The concept of yield is fundamentally a spatial concept - how much productivity can you get out of a given area. Farmers are very concerned
about the yield from their land as it correlates strongly with their level of profitability.
When yield is used in finance, this spatial aspect of the concept is often lost. Consider the Wikipedia definition of yield:
In finance, the yield on a security is the amount of cash (in percentage terms) that returns to the owners of the security, in the form of
interest or dividends received from it.
The financial use of the term yield refers to productivity in the form of interest and dividends, but disavows any connection to how much space is used to do it. I think we should have a concept of productivity that takes into account the amount of space used and yield usefully serves that purpose. In finance, the term yield can be equated to other terms such as ROI and IRR so does not serve as much of a purpose.
The yield of a system is often tied to how many functions we stack within a given physical area. Consider a bike stand I built yesterday for a couple of bikes that I own. One bike did not come with a kickstand and
my son broke the kickstand on the other one so I've been precariously leaning bikes against the garage as an alternative. The idea gestated in me that I could use a garbage bin I built a few months back as the base for my bicycle stands and this is what I came up with.
I made the stands from the last of some left over pieces of 2x6 lumber (sawed down the middle) from my cold frame project. I didn't have much for input costs other than my time. It was simple in design because I wanted it that way and because I didn't have much scrap lumber on hand. The space occupied by the garbage bin and around it now has an increased yield. It still offers garbage services but in addition it now offers bikestand services. Functional properties of the garbage bin were utilized, the fact that it was made of wood and heavy, to integrate the bike stand into the garbage bin. We are able to stack functions when the output or properties of one element can be the input to another element of the design.

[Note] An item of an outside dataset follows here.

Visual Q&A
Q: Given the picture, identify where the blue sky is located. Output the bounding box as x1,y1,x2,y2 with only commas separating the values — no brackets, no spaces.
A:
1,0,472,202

All bricks and mortar businesses should be concerned with yield. How much revenue is the business making per square foot and how does that compare to similar businesses and other businesses in general. The storage business can be quite profitable when looked at through the lens of relative yield and the seemingly ever increasing need to deal with the amount of stuff people don't have the space for.
If a farmer grows alot of crop but it takes alot of inputs to produce that crop then that farmer's yield can be less than a farmer who produced less crop on comparable acreage but who had fewer input costs. The calculation of yield should take into account input costs. So if you want to increase the yield of a store by investing X amount, that should be justified by the increase in business activity relative to the investment. Yield isn't just about increasing business activity for the sake of business activity, but doing so in a way that increases yield, aka the profit, of the enterprise.
A book that has recently come onto my radar that may be relevant to the discussion of high yielding systems is a book called Compact Farms (2017) by Tyler Volk.